Terra passou de ‘raspão’ próximo a um asteroide descoberto há dois dias

Apesar do susto, nosso planeta não corre mais perigo, pelo menos não neste século

Na manhã do dia 14 de maio deste ano, um pequeno asteroide passou muito próximo do nosso planeta, dois dias depois de ter sido descoberto pelos astrônomos. Batizado de 2024 JN16, o objeto rochoso tem menos de quatro metros de largura, similar ao tamanho de um carro, por exemplo.
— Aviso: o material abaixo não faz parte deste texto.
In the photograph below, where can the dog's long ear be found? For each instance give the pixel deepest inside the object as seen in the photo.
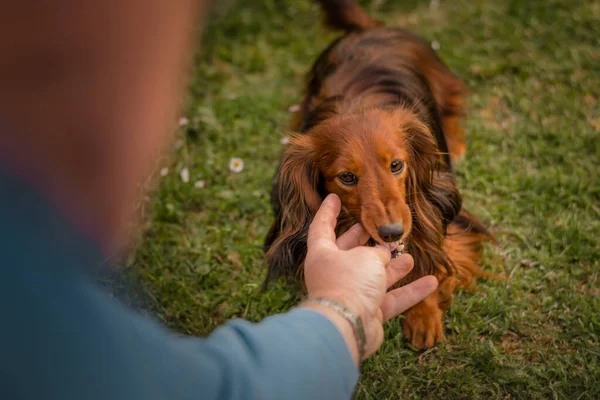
(296, 200)
(432, 196)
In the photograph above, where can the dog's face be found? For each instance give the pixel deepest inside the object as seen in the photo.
(371, 161)
(385, 166)
(364, 159)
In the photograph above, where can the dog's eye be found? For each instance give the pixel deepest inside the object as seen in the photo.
(397, 166)
(348, 178)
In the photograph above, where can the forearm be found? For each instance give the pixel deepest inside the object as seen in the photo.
(300, 354)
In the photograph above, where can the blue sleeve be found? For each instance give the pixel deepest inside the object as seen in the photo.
(80, 344)
(63, 337)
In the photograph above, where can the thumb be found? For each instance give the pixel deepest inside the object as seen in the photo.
(322, 230)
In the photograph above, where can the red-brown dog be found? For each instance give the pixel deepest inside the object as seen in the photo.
(379, 126)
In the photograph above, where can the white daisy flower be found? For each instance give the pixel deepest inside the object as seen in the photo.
(236, 164)
(185, 175)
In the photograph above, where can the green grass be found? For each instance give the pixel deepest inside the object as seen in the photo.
(532, 173)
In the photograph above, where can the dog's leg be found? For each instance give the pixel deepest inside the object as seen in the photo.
(423, 322)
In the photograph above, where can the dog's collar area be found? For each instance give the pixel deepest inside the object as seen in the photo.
(396, 248)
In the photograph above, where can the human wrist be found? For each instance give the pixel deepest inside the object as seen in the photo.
(343, 326)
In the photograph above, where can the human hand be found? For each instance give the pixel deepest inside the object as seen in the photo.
(357, 277)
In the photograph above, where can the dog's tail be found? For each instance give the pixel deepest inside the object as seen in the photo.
(347, 15)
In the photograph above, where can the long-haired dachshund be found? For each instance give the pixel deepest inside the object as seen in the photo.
(379, 126)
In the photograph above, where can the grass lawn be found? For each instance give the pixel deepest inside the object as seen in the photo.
(532, 173)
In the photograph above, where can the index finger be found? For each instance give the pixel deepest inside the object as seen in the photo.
(322, 228)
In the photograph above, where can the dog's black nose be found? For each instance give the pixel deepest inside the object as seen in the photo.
(391, 232)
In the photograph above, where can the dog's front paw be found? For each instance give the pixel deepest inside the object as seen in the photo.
(423, 323)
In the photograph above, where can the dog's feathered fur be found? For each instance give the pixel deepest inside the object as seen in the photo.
(372, 89)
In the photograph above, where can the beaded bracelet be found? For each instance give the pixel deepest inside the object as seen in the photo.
(355, 321)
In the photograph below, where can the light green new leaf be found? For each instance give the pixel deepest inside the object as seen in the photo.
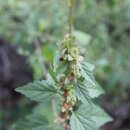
(39, 91)
(88, 117)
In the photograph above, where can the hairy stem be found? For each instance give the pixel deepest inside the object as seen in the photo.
(70, 21)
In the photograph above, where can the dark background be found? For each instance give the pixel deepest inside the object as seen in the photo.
(29, 31)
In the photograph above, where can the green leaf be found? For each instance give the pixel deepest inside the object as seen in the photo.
(93, 90)
(93, 87)
(39, 91)
(56, 60)
(88, 117)
(81, 120)
(81, 92)
(99, 116)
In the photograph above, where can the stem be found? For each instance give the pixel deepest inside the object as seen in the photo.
(70, 5)
(70, 21)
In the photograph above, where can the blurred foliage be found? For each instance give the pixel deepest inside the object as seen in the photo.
(101, 26)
Com o episódio, é possível afirmar que a rocha espacial passou “raspando” pela Terra, visto que a menor distância assumida entre os dois corpos foi de apenas 18,5 mil km. Segundo o Virtual Telescope Project (Projeto Telescópio Virtual), um serviço prestado pelo Observatório Astronômico Bellatrix, com sede em Roma, na Itália, isso aconteceu às 6h50 (pelo horário de Brasília).

Como informado há pouco, o asteroide foi descoberto dois dias antes pelo astrônomo amador ucraniano Gennadiy Borisov (o mesmo que descobriu o primeiro cometa interestelar conhecido, 2I/Borisov, em 2019). O objeto espacial recém-descoberto pertence ao grupo de asteroides Apollo, cujas órbitas se cruzam com o nosso planeta.
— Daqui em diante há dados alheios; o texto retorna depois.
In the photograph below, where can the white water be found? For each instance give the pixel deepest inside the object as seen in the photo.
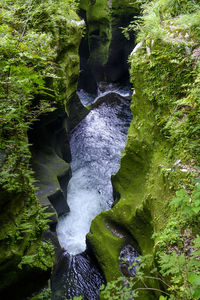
(96, 145)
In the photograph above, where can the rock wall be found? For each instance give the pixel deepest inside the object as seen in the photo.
(26, 257)
(105, 49)
(159, 156)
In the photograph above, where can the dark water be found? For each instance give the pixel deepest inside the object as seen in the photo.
(96, 145)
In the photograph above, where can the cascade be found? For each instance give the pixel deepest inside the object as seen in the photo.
(96, 146)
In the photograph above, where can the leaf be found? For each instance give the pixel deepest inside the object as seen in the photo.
(196, 294)
(194, 279)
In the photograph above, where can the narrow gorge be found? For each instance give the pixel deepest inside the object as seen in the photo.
(99, 156)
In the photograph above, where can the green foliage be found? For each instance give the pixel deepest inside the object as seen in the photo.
(29, 37)
(177, 255)
(44, 295)
(32, 35)
(119, 289)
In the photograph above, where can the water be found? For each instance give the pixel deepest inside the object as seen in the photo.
(88, 99)
(96, 145)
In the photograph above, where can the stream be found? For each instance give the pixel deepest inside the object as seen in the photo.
(96, 146)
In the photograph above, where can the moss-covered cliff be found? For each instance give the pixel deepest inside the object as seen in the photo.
(162, 151)
(108, 49)
(39, 72)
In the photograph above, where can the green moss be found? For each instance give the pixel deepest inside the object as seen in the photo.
(161, 153)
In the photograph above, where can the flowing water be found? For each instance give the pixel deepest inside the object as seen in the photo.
(96, 146)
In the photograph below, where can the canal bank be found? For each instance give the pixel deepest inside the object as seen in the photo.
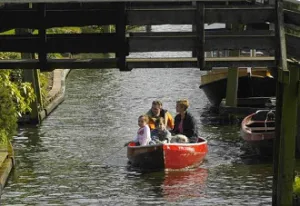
(55, 97)
(57, 93)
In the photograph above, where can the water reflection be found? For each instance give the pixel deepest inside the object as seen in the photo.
(179, 185)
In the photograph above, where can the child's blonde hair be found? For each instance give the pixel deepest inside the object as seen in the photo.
(145, 117)
(159, 120)
(183, 103)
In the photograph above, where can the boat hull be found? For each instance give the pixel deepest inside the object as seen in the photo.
(259, 133)
(168, 156)
(248, 86)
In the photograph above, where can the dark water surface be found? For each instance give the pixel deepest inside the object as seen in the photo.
(76, 157)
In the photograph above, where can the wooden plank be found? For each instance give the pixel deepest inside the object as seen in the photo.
(5, 171)
(200, 35)
(236, 15)
(192, 62)
(57, 18)
(140, 63)
(66, 1)
(75, 43)
(293, 45)
(3, 157)
(42, 52)
(208, 33)
(103, 43)
(292, 17)
(240, 62)
(121, 35)
(59, 63)
(147, 44)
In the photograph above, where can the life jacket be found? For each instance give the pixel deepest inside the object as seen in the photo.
(152, 119)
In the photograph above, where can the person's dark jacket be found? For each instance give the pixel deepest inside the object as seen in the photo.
(189, 126)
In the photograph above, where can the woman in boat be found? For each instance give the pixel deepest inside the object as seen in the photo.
(157, 111)
(143, 136)
(160, 134)
(185, 123)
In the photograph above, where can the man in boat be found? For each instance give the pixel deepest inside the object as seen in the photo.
(185, 123)
(156, 112)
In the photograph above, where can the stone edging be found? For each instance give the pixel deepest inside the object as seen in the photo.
(57, 94)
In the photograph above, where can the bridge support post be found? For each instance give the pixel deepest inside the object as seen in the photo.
(233, 75)
(232, 87)
(284, 155)
(121, 35)
(31, 76)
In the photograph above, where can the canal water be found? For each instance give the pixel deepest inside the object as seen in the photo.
(76, 156)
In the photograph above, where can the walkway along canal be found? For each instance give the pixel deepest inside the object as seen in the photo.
(76, 156)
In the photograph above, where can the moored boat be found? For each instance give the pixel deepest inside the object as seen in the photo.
(167, 156)
(257, 82)
(258, 128)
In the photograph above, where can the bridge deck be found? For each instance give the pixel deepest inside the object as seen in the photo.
(188, 62)
(86, 1)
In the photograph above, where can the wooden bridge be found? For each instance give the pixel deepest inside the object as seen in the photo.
(43, 14)
(250, 25)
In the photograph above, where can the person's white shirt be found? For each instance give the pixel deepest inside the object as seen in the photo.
(143, 135)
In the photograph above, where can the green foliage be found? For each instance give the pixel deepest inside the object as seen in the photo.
(15, 99)
(44, 85)
(296, 186)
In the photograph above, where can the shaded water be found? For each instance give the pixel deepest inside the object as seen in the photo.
(76, 157)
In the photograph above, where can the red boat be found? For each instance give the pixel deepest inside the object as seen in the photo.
(167, 156)
(259, 128)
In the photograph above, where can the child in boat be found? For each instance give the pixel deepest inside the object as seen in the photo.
(160, 134)
(143, 136)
Um asteroide famoso desse grupo foi o Chelyabinsk, que era tão grande quanto um prédio de seis andares quando despencou sobre a cidade russa de Chelyabinsk em 2013, causando uma explosão mais forte do que uma explosão nuclear. Com as órbitas desses objetos possibilitando colisões com a Terra e outros asteroides, os astrônomos acreditam que eles sobrevivam por períodos bem curtos no Sistema Solar — algo em torno de apenas 10 milhões de anos ou mais.

Durante a sua passagem pelo nosso planeta, o 2024 JN16 estava bem dentro da órbita da Lua e meio distante da concha dos satélites geoestacionários, que circundam a Terra numa altitude de 35.785 km.

Longe do perigo

Ao voar tão próximo da Terra, o asteroide parecia brilhar na magnitude 13 em seu ponto mais luminoso e, por conta disso, era visível por telescópios. Atualmente, ele se encontra a mais de 300 mil km do nosso planeta, na constelação de Serperns.
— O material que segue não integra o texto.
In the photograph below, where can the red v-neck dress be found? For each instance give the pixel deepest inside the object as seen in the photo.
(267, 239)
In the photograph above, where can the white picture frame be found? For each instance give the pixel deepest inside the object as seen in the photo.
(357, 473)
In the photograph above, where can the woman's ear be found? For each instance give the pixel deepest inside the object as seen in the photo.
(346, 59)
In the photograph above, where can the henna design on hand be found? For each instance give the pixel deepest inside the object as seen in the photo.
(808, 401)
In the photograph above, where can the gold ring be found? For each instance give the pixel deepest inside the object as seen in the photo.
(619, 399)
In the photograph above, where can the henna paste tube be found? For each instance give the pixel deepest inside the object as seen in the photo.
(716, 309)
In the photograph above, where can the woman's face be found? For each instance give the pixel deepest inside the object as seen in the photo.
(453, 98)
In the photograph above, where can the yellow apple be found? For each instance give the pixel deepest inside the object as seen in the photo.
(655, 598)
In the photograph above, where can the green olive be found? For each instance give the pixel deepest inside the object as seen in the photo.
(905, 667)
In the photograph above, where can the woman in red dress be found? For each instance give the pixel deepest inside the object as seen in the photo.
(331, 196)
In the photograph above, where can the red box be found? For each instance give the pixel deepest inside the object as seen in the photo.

Só em 2024, os astrônomos encontraram mais de 40 asteroides cujos caminhos os aproximam mais da Terra do que a órbita da Lua, segundo o portal Watchers. Inclusive, mais cinco pedras espaciais se aproximaram da Terra, mas com segura, entre os dias 15 e 16 de maio, de acordo com as estimativas do Asteroid Watch, um painel de controle de asteroides e cometas próximos ao planeta gerenciado pelo Laboratório de Propulsão a Jato (JPL), da NASA.

Problemas com a luminosidade do Sol

Após o episódio ocorrido na Rússia, as agências espaciais intensificaram os seus esforços para mapear os cosmos, buscando identificar objetos próximos à Terra (NEOs). A Agência Espacial Europeia (ESA) estima que objetos do tamanho do Chelyabinsk rompem a atmosfera a cada meio século ou mais.

Apesar de ter identificado mais de 33 mil NEOs, atualmente, nenhum representa uma ameaça para o próximo século. Contudo, o verdadeiro perigo reside no desconhecido. Neste caso, há inúmeros asteroides em trajetórias ocultas, capazes de destruir uma cidade ou até mesmo o planeta inteiro.

Encontrar asteroides próximos do Sol é uma tarefa árdua, visto que os telescópios terrestres têm limitações devido ao brilho solar e às breves janelas crepusculares disponíveis para a observação. Porém, nos últimos anos, os telescópios espaciais têm um desempenho melhor, pois podem usar imagens infravermelhas para detectar o calor dos asteroides, tornando-os visíveis até mesmo no escuro.